Figure 13-17 has shown the improvement of the preferred embodiment of the present invention, and it was beneficial to the execution of air purge step deployment tube and endovascular device are passed to target site in blood vessel before.This improvement comprise the coupling element 14 of change ', described coupling element 14 ' have by its inner axial air and remove passage 72.Removing passage 72 provides by central coupling element part 74, described central coupling element 74 be included in be arranged in coaxially coupling element 14 ' inside micro coil section 76.The diameter of removing passage 72 preferably between about 0.010mm and about 0.025mm, is used for following purpose.
Detachment zone indicator sleeve 70 is attached to the far-end prolongation 17 that keeps sleeve 12 by connecting line connection 71, and the proximal part (making an appointment with half) that is arranged on the far-end prolongation 17 that keeps sleeve 12 coaxially on every side, allows the only about half of exposure in distally of far-end prolongation 17.Therefore, detachment zone indicator sleeve 70 overlap coupling element 14 ' and deployment tube 10 far-ends between joint, and along with it is passed to target vascular in blood vessel, the stress that the bending of resistance assembly brings has been strengthened maintenance sleeve 12 at this joint.In addition, detachment zone indicator sleeve 70 stops and keeps sleeve 70 expanded radiallys.Detachment zone indicator sleeve 70 can be made by polyimides or platinum.If made by polyimides, advantageously its color forms contrast with the color that keeps sleeve 12, like this, the Disengagement zone (that is, coupling element 14 ' and deployment tube 10 between joint) can be before in blood vessel, arranging easily by visual.If made by platinum, detachment zone indicator sleeve 70 can be in vivo by visual by X-ray or other conventional visualization methods.

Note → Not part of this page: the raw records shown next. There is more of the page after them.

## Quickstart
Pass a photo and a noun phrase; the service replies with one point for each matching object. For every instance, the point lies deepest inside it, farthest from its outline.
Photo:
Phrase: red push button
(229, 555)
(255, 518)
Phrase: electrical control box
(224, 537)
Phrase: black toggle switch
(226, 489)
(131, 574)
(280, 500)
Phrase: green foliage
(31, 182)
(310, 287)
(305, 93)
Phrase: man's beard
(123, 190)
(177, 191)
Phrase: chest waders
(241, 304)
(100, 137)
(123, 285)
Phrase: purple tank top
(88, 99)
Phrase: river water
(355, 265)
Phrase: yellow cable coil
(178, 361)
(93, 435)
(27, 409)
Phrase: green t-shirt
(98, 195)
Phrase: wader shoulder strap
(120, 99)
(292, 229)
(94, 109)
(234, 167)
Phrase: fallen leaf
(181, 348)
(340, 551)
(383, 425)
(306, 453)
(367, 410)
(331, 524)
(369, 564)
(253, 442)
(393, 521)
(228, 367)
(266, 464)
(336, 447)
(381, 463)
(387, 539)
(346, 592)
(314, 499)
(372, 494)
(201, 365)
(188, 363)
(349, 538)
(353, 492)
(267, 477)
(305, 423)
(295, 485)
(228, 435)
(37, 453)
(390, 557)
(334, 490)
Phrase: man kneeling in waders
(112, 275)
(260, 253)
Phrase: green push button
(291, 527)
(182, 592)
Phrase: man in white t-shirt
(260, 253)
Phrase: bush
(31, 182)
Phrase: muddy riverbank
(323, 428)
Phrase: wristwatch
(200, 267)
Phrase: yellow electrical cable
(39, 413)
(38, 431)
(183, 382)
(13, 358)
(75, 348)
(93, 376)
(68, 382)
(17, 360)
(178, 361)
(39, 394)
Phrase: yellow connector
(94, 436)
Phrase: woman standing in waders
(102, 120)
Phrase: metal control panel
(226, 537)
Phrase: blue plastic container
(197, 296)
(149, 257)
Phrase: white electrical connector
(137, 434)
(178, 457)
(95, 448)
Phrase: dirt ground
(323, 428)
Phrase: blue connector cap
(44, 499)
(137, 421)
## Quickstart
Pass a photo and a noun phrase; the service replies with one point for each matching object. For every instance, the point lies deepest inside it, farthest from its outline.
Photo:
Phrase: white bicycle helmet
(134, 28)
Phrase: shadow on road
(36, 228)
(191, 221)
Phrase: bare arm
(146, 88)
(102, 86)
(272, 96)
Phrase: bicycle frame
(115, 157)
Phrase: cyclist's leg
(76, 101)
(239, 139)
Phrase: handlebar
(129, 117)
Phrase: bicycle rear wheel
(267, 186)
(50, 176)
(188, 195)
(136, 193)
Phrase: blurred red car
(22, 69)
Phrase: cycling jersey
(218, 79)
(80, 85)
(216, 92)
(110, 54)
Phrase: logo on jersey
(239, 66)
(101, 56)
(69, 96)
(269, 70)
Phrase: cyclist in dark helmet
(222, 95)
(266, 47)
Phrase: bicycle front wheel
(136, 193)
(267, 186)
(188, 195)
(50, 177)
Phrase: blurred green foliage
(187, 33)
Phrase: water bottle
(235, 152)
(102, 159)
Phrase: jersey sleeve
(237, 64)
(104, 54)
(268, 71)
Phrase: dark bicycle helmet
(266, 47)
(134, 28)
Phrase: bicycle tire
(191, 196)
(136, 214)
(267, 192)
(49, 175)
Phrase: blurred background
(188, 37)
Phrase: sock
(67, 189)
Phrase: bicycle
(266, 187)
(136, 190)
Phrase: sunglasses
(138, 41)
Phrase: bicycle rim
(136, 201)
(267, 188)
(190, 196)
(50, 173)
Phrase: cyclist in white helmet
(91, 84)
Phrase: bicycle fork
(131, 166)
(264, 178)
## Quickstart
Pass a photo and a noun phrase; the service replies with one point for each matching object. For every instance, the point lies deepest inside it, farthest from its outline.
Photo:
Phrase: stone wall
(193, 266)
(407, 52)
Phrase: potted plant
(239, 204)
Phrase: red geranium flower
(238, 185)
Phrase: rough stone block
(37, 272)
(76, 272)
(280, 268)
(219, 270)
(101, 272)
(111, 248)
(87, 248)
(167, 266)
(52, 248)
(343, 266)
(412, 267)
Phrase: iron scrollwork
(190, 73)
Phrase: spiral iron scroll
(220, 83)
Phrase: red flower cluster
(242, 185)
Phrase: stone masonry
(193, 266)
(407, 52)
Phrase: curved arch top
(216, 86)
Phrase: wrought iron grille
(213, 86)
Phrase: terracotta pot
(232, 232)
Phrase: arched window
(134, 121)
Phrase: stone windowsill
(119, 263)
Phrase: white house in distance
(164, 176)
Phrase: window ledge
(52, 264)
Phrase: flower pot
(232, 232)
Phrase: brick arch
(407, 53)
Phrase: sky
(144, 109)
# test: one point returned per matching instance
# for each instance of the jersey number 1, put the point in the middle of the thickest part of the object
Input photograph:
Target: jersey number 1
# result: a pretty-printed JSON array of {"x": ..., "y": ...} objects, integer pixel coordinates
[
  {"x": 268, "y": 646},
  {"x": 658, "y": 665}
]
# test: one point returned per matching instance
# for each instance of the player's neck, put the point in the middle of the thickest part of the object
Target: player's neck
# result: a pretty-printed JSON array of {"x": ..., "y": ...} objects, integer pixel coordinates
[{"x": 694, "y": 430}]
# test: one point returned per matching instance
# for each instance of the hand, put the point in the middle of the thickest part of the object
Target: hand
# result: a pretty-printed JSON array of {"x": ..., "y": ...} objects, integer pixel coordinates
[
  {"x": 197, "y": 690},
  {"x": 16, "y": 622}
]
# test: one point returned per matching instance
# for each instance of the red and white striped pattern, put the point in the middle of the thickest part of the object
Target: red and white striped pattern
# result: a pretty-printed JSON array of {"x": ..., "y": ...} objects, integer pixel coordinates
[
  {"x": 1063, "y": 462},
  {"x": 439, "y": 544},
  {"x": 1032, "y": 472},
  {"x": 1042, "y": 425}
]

As shown in figure 15, as mentioned above, before deployment tube 10 and endovascular device were imported in the blood vessel, sterile low viscosity was removed liquid 30, is preferably saline solution, is injected in the chamber 15, to remove air from mechanism.The air of removing is gone out from removing passage, as Figure 15 arrow 78 indications, and discharges endovascular device far-end (not shown).Advantageously the far-end with endovascular device is placed in the container of sterile removing liquid, can notice stopping of bubble like this, and this shows that air removes fully.Remove liquid (such as adopting the 3cc syringe) with enough low pressure injection, this pressure does not make coupling element 14 ' release keep sleeve 12.Some are removed liquid 30 and also are eliminated by removing passage 72, and the diameter of described removing passage 72 is large enough to allow to remove liquid 30 and more freely flows through.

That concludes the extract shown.